AI: And I'm wondering, I think -- oh, before we go there, I think you also said that you also went out again to do beet thinning in Idaho.

AO: Yes, that was in the spring.

AI: And that would be spring of 1943. So maybe, before we get into the loyalty questionnaire, tell me a little bit about Idaho and where you went in Idaho and what you did there.

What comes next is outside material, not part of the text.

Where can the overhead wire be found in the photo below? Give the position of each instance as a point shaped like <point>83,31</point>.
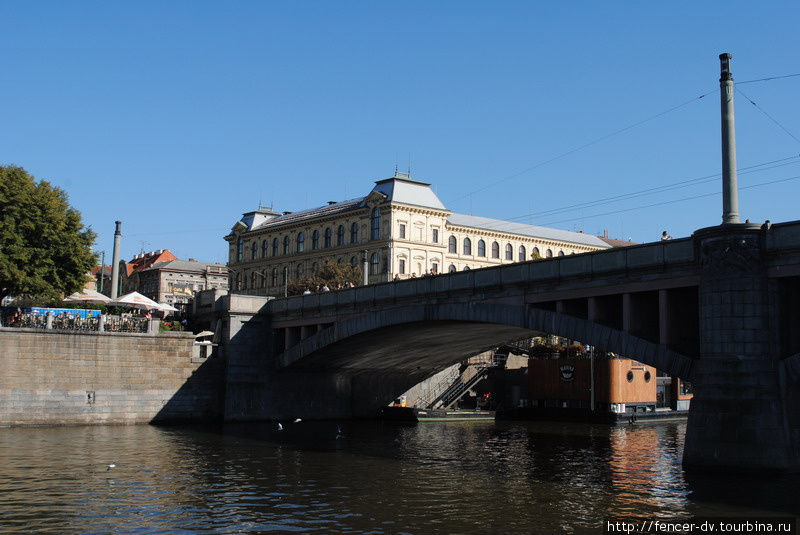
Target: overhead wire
<point>664,203</point>
<point>585,145</point>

AO: I was assigned to a farmer in Blackfoot, Idaho, and he wasn't actually ready to thin beets so he had some work to do and so he taught me how to hook up the horse to a wagon. And then we would go into a corral and we had to shovel horse manure. So we, several, Shig Kusuyanagi was my partner. So he and I were assigned to this farmer. So Shig and I would go out and hitch up the horse to the wagon and then both of us would scoop up the manure onto the wagon. And the wagon is a spreader. So Shig wasn't very comfortable doing manual labor and driving horses, so I would drive the horse. And then there was a lever to start the manure spreader. So I pull the lever and that would spread the manure in the back and then we still come back and get another load. That was our first job to do at that particular farm. And, but we didn't like it. So Shig and I left the farm. We didn't even tell them. So we hitchhiked to Rexburg and I knew a fellow I used to work with at the fruit stand in Whittier named Ted Kaisaki. And he lived with his wife, and his wife's parents lived in Rexburg. So we hitchhiked to Rexburg and I joined him for a while. And then I went to the labor office in Rexburg and then I got a job at the grain mill. So I worked there for a while cleaning grain and sacking it.

AI: How are you, excuse me, but how were you treated in Idaho? Did you come up against prejudice?

AO: No. No, not at all. And Idaho especially was all Mormons and they needed help on the farm. And so we joined a farmer, name of Hershey and then, I believe he was the younger brother, the older brother had his farm. And then his older brother also ran the labor office, employment office in town. And so we stayed on at the younger brother's farm and did the work. And then when time to eat, we all go to the older brother's house and they fed us. They fed us good. There's no, no problem of eating. And the younger brother had his farm across the road and there was a little house but it didn't have a toilet. And so he took some boards and over one of the branches of the Snake River, and there was a tree that went, leaned over the river, and there was a fork in it, a "Y." So we cut a hole in a board and laid it in the fork and that was our restroom. [Laughs] And so he put toilet paper, we had to carry part of toilet paper so we just... then we just sat on there and self-flushing because the river would wash it down. I remember that, definitely.

AI: So you were in Idaho for a couple months?

AO: Several months until, until the time to top beets. But I think I left early to go back to the camp.